Fromage, ou la recette de vie

Le Regard Libre N° 25 – Loris S. Musumeci

Après que les doigts eurent caressé les onctueuses mamelles dans une traite intime, le seau fut généreusement rempli de lait blanc, pur et gras. La vache, toute épanouie de son don, meugle un chant nouveau. Le matin se lève : appelant, par la tendresse de ses premiers rayons, un petit-déjeuner qui fournit force et courage pour affronter un jour entier, dans la sueur lancinante des champs et des étables.

Le café est prêt, le lait encore chaud et le pain juste dur de la veille.
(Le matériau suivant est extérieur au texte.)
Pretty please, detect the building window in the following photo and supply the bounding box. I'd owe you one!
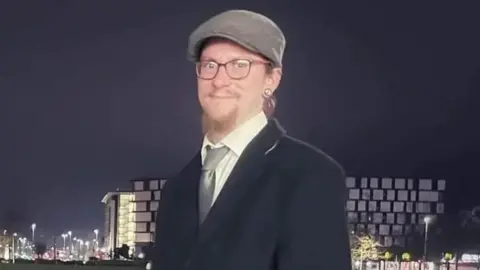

Les nouvelles à la radiodiffusion, mauvaises et habituelles, tiennent compagnie durant le repas frugal.

Une fois les manches retroussées, le feu crépit déjà sous la casserole abondant du précieux liquide, pour une quantité de trente-cinq litres en exemple. Porté à l’approximative température de trente-sept petits degrés, trois cuillères à café de présure, tirée de la caillette des ruminants, se joignent à la douce boisson. Le mélange doit, à ce point, reposer une heure ; le feu le suit dans un sommeil de la même durée.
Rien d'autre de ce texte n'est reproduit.